Since I can not shoot the darn things, we do the human thing and bring in a contractor to tile the upper deck and put hardy plank sheets under the deck to preclude the pigeons from being able to roost anymore and prevent rain from spoiling the patio area. After spending $3,000 to complete the job and catching Mr. Beepers a second time to provide to the neighbor, we were finally pigeon free. It was happy days until the first rain. The contractor used indoor grout that leaked like a sieve. I found out today that it will cost me another $900 to fix the deck as the contractor has left the area and we now have to use someone else.

In the end I would give anyone who had a pigeon show up on their porch the following advise. DO NOT FEED IT!!! Send it on its way and pray it does not return. I hope I have not offended any bird lovers but if it comes back it will get the 3 "S". (Shoot, shovel and shut up). BTW my sister in law now lives in FLA.

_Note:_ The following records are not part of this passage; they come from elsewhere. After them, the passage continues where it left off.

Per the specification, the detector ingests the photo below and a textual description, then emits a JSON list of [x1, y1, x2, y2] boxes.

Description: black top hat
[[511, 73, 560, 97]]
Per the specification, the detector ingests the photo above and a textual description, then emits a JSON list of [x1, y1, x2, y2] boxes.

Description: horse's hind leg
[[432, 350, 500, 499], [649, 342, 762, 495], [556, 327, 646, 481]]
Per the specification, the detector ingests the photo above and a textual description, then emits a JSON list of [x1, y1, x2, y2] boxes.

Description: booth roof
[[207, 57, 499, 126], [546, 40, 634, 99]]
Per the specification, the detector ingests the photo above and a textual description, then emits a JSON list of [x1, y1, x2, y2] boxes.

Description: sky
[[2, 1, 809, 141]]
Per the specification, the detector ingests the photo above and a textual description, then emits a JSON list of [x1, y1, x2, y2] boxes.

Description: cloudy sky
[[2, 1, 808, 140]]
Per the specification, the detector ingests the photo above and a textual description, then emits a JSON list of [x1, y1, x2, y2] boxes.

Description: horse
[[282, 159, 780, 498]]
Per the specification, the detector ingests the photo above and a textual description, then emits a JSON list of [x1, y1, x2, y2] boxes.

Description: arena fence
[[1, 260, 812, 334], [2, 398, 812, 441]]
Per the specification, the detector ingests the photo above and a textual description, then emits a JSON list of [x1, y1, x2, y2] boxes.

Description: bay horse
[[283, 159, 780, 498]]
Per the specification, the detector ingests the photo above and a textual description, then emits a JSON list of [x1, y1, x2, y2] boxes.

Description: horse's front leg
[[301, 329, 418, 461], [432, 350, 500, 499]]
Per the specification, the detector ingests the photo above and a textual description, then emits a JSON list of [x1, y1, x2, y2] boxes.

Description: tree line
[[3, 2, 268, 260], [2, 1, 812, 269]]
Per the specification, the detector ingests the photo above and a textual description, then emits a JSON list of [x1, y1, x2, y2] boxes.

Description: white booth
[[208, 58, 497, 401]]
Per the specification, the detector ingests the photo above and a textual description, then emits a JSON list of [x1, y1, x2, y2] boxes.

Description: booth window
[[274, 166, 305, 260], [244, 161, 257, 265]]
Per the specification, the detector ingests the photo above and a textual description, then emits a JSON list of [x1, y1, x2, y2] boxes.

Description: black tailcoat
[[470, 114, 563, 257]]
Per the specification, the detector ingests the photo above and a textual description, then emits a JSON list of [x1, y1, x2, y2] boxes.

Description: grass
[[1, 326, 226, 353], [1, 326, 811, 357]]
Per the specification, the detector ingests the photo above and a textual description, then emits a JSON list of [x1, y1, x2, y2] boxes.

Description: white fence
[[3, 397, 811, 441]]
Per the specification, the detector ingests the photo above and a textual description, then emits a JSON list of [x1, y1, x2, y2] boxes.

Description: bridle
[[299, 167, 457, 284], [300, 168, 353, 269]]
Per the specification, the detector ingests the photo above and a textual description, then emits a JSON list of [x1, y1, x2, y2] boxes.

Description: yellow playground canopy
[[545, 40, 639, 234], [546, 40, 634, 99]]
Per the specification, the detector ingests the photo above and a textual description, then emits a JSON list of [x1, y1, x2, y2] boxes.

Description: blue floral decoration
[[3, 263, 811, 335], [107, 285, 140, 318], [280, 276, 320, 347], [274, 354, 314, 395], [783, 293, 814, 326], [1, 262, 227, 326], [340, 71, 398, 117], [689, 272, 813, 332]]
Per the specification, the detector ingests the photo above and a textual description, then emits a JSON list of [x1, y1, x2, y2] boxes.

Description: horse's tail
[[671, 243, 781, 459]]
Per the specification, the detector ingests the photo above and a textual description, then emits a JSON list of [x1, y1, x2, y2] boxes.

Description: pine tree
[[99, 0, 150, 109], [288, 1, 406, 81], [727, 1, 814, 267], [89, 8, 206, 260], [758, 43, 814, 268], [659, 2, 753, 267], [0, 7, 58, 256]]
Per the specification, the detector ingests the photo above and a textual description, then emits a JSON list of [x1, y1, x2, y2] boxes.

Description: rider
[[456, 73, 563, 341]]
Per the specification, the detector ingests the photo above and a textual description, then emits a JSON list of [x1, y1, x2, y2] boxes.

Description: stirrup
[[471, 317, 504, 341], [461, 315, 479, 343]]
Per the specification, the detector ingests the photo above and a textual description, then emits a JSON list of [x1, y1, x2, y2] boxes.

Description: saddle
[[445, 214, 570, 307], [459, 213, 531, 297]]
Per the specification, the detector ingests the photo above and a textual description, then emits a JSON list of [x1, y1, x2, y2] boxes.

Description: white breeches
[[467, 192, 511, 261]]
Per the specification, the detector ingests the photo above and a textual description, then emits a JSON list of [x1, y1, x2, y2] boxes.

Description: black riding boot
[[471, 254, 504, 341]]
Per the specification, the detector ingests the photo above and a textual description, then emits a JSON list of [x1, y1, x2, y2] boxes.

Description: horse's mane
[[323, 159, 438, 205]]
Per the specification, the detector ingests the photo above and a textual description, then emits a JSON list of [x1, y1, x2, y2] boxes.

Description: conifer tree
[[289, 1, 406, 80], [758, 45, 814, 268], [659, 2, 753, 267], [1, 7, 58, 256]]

Reactions: Like 1 | Funny 3


----------



## Wildthings (Sep 18, 2014)

That's a Blue Bar Carrier pigeon. Just like the ones I used to race when I was a young lad. My peer purchased an expensive pair of them from Belgium and used them for breeders. The male got lose and flew back home -- to Belgium. Took it 2 weeks until the guy called Mr. Kent to report his bird was back.

It was quite fun racing those birds and the anticipation while waiting for them to return from the starting point. Sometimes they didn't ever come back I suspected someone feed them birdseed on their front porch. LOL

Does it have two metal bands or 1 metal and 1 rubber? The metal bands we put on at birth the rubber band is put on the days prior to a race to log them into the books for the race.. I would think he would eventually return back to his home unless its injured etc

Reactions: Informative 1


----------



## HomeBody (Sep 19, 2014)

I raised pigeons when I was a kid. I had rollers. I'd let my birds fly on nice days and every once in a while they would bring home a "stranger". I had racing homers stay the night more than once. Feed it, water it, a little grit if you have some, and let it go. It will likely go home eventually. Gary

Reactions: Informative 1


----------



## Kevin (Sep 20, 2014)

I haven't heard anything from the guy I emailed. They probably get lots of emails which is probably why he didn't set up his voicemail. It's a good thing because we didn't go to the grocery store last week and so we made some pigeon pie with it. Tastes sort of like . . . . spotted owl.

Reactions: Funny 3


----------



## DavidDobbs (Sep 22, 2014)

Still have your visitor?


----------



## Kevin (Sep 23, 2014)

DavidDobbs said:


> Still have your visitor?



No we haven't seen it in a couple of days. It's done that before though. It was gone for a couple days and we thought we'd never see it and one morning it was back on the porch eating the seeds we gave it.


----------



## DavidDobbs (Oct 18, 2014)

Any updates?
Seen a story about them the other day been meaning to ask again.
Thought better ask before that spider bite messes up your thinking.


----------



## Kevin (Oct 18, 2014)

Lol the spider won't get me. The pigeon left without even so much as a thank you for the B&B. :-)

Reactions: Like 1


----------



## Wildthings (Oct 20, 2014)

He showed up at my house!!! Walked outta of the house into the garage and there's a pigeon in there eating wild bird seed out of the bag. I shoo him out and he flies onto the hood of the car and he is double banded. One a ID band and the other a racing band. I never could catch him to check where he was from. He hung around for a couple days crapping in the garage and on the cars before leaving on his own. LOL I actually wondered if Kevin sent him here!

Reactions: Funny 1 | Way Cool 1


----------



## Kevin (Oct 20, 2014)

Wouldn't that be cool if he was the official Wood Barter Pigeon. We need to get us one of them big eagles that will deliver our boxes of wood to each other. If they can carry monkeys and apes and sloths and mountain goats they can haul a bunch of wood.


----------



## Wildthings (Oct 20, 2014)

Hey he probly could have delivered pen blanks!!

Reactions: Agree 1


----------